Find the number of digits in the smallest number which is made up of digits 1 and 0 only and is divisible by 225.
Aptitude
Number System
Difficulty: Medium
Choose an option
-
A9
-
B10
-
C11
-
D12
Answer
Correct Answer: 11
Explanation
### Concept & Logic
When a number is divided by a composite number like 225, break it down into its co-prime factors.
$$ 225 = 9 \times 25 $$
A number is divisible by 225 if it is independently divisible by both 9 and 25.
- Divisibility by 25: The last two digits must be 00, 25, 50, or 75.

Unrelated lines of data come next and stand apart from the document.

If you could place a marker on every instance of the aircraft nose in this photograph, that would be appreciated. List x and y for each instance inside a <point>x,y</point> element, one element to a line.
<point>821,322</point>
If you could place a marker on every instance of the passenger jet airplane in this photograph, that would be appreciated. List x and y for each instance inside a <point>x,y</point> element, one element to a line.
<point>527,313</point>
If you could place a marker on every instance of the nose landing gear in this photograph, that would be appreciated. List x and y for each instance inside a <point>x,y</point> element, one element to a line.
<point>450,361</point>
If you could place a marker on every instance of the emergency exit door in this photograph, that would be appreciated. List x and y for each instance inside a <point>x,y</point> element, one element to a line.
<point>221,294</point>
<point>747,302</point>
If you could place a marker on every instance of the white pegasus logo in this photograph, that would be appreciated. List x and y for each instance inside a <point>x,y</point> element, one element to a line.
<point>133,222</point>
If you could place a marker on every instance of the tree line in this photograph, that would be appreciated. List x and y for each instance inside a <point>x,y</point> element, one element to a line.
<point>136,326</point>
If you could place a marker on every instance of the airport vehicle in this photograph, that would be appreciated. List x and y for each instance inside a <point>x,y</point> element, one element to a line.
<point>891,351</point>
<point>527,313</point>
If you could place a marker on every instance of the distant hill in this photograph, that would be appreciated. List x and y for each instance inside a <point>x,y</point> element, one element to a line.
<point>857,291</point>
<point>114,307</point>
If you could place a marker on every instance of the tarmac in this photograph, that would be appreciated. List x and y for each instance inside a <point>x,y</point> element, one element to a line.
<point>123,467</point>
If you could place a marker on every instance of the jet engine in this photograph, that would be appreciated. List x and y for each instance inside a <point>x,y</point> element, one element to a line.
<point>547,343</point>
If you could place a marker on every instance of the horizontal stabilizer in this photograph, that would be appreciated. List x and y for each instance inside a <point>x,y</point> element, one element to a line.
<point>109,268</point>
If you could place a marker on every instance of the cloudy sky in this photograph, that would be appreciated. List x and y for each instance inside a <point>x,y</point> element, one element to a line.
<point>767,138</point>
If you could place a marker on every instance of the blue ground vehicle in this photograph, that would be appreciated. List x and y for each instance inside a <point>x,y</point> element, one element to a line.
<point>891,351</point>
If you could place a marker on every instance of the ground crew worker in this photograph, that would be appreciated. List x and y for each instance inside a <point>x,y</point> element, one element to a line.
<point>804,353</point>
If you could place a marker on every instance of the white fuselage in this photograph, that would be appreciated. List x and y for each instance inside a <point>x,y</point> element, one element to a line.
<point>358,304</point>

- Divisibility by 9: The sum of all its digits must be a multiple of 9.
### Step-by-Step Solution
- **Given:** The smallest number made strictly of the digits 1 and 0, which is divisible by 225.
- **Calculation (Divisibility by 25):** Since the number can only contain 1s and 0s, the last two digits must be 00 to satisfy the divisibility rule for 25.
- **Calculation (Divisibility by 9):** The sum of the digits must be a multiple of 9. Since the available digits are only 1 and 0, the smallest way to get a digit sum of 9 is to use exactly nine 1s.
- **Deduction:** Combining these two conditions, the smallest number consists of nine 1s followed by two 0s to satisfy both rules simultaneously. This number is 11111111100.
- Total digits = 9 (from the 1s) + 2 (from the 0s) = 11 digits.
### Exam Strategy & Shortcut
Treat the conditions modularly. The "00" at the end handles the 25 divisibility and contributes zero to the digit sum. Thus, you only need to count how many 1s are needed to hit a sum of 9. Nine 1s plus two 0s equals 11 digits. No complex division is required.
### Common Pitfall
A major mistake is finding the correct number (11111111100) but then forgetting to answer the specific question asked, which is the *number of digits*, not the number itself. Always re-read the final sentence of the prompt before selecting an option.
### Final Answer
Therefore, the correct answer is 11.